Lo que comunica Xabi Alonso

Tres gestos que comunican sin necesidad de hablar.

En más de una ocasión he mencionado la influencia que tiene el fútbol y su capacidad para movilizar a la prensa. Hace unos días, Xabi Alonso dejó de ser entrenador de uno de los clubes más mediáticos del mundo, hasta el punto de que, días después, sigue siendo noticia y portada en muchos medios.

Es incuestionable la calidad de Xabi Alonso Olano (25 de noviembre de 1981, Tolosa, Guipúzcoa) como jugador y como persona. Jugó en la Real Sociedad, el Liverpool, el Real Madrid y el Bayern de Múnich. Internacional con España, posee un palmarés espectacular. Siempre en su sitio, ejerció su liderazgo con respeto hacia compañeros y rivales, dentro y fuera del campo.

Entrenador del filial de la Real Sociedad (Real Sociedad B) entre 2019 y 2022, dio un salto que despertó la atención del mundo del fútbol como técnico del Bayer Leverkusen, logrando transmitir un estilo de juego muy definido y una forma de liderazgo basada en el respeto y la elegancia. En la temporada 2023-2024 alcanzó un histórico triplete (Bundesliga, Copa y Europa League) de forma invicta, algo inédito en Alemania. Esto, por supuesto, despertó el interés del Real Madrid. Pero también su forma de ser —elegante, discreta y respetuosa— se convirtió en la suma de unos ingredientes que, a la postre, serían la combinación perfecta para entrenar al club blanco.

Liderazgo sereno

En ningún momento ha dejado de ejercer y transmitir su liderazgo desde la pausa, alejado del grito, de la sobreactuación y de ese punto de ordinariez que —más de lo que nos gustaría— reclama la grada, esa parte del espectador satírico que valora más la descalificación que las formas.

Como jugador, imponía respeto con la mirada, con el gesto contenido, con la inteligencia posicional… pero también fuera del campo, con una vida discreta, sin necesidad de excentricidades. Porque el éxito y el respeto no se consiguen alardeando de dinero, ni con desplantes o reproches.

Como entrenador, su autoridad se percibe en la claridad con la que transmite, sin necesidad de imponerse, desde esa tensa calma que implica estar cada día en el foco de millones de personas, sin perder la serenidad ni el equilibrio.

El liderazgo en el deporte también es un compromiso con la responsabilidad que uno adquiere hacia la difusión y transmisión de los valores. No se trata solo de desempeñar una función como entrenador: también se es protector y prescriptor de los valores.

Elegancia en la expresión y en las formas

La elegancia natural —no forzada— que transmite desde la banda, en las ruedas de prensa, en su manera de vestir, de hablar, de desplazarse o de dirigirse al adversario, refuerza una imagen sobria, coherente y elegante.

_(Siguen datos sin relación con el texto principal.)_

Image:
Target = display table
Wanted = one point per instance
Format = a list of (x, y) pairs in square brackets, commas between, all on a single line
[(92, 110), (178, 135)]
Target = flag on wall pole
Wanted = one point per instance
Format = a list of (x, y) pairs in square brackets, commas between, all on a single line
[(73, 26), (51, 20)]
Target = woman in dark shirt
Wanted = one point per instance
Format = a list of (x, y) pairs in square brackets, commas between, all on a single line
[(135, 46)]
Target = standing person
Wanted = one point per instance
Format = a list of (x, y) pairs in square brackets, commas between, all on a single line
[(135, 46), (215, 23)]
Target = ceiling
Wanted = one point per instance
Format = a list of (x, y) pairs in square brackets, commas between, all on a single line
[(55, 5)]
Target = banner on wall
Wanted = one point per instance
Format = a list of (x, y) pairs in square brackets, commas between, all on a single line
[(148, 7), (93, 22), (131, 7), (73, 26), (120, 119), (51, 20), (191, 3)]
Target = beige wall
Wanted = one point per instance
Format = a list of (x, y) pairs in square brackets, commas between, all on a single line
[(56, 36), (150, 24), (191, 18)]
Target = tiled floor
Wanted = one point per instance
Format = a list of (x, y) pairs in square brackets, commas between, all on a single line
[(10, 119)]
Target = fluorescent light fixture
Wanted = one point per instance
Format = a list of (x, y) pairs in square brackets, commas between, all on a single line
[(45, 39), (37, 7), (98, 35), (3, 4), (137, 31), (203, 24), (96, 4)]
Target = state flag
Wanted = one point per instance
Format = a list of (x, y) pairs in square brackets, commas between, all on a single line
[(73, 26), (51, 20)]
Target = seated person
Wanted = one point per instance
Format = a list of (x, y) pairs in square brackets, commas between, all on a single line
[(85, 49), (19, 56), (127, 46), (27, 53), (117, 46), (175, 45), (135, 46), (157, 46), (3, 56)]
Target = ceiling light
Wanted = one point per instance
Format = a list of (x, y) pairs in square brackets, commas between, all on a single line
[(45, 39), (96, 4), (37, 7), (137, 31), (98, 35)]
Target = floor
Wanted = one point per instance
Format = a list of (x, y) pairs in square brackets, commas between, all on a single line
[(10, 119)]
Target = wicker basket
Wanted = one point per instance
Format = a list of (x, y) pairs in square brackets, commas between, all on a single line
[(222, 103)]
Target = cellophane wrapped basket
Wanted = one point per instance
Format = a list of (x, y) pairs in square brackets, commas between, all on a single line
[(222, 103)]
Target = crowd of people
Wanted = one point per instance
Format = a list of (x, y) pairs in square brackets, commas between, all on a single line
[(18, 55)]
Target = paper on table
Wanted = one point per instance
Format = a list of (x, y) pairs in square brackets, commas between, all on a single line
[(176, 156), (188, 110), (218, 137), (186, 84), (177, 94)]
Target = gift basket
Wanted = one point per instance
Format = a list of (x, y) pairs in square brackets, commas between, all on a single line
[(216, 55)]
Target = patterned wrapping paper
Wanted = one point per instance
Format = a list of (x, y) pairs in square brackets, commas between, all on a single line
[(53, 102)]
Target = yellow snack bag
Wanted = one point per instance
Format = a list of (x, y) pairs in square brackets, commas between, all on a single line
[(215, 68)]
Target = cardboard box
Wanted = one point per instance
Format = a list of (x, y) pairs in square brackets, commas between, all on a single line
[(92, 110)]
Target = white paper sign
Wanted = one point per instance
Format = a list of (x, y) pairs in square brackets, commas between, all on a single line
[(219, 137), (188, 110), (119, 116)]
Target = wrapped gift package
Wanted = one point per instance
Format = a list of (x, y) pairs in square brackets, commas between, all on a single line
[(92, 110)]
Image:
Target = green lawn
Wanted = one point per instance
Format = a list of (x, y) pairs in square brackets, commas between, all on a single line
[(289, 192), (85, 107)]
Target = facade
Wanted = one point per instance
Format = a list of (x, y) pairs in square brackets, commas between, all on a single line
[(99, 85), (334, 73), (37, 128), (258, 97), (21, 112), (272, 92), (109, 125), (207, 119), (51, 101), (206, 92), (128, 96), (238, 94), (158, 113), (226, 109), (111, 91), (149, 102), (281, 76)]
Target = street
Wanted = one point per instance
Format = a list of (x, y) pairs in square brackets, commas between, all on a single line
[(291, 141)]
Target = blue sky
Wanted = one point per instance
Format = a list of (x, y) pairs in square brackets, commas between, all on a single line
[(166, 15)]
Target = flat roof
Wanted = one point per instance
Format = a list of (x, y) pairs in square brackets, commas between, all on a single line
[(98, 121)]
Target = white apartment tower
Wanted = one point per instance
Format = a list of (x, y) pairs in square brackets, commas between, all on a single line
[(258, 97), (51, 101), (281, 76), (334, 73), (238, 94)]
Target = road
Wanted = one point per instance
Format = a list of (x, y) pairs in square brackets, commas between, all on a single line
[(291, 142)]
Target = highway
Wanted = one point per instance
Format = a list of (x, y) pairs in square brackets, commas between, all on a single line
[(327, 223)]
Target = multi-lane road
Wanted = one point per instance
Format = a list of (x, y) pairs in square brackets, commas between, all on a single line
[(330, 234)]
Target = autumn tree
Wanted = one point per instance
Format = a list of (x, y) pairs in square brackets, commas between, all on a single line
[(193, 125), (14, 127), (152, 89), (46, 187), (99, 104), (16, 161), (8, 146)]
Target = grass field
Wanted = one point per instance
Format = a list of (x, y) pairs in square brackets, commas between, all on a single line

Una elegancia que no se basa en la apariencia, sino en la actitud: habla con calma, escucha con atención y huye del protagonismo innecesario.

Es cierto que en el Real Madrid no vimos al mismo Xabi Alonso que en el Bayer. Esto revela los factores exógenos y la presión que existe en ese contexto. Quizás ese deseo de contentar, de ser respetuoso, de pensar más en el equipo que en uno mismo… probablemente el caprichoso —el entorno— se impuso al comprometido.

Uno puede comprobar la elegancia de una persona en distintos momentos; uno de ellos es en las despedidas. Una vez que dejó de ser entrenador del Real Madrid, no vimos ni un solo gesto fuera de lugar, no le escuchamos ningún reproche. Se marchó sin hacer ruido.

Coherencia como principio

Sabe manejar los tiempos sin traicionar ni su estilo ni su discurso. En el mundo del respeto no existen los atajos, y él ha respetado los tiempos del fútbol. No resulta fácil hacerlo, ya que, rodeado de tantas presiones, se requiere de un equilibrio extraordinario, donde el entorno también juega un papel destacado.

Como jugador y técnico, ha comunicado una línea clara: la del respeto, la preparación y el compromiso. Esa coherencia lo ha convertido en una persona profundamente respetada. Y, al margen de los resultados, nadie puede cuestionar que estamos ante una figura necesaria en el mundo del fútbol.

Javier Vila de Savenelle de Grand Maison

Este no es un análisis técnico, ni un juicio. Tampoco es un ejercicio de protocolo. Es, simplemente, una opinión más: una mirada personal y profesional sobre cómo determinadas personas comunican a través de sus gestos, su actitud y su manera de estar.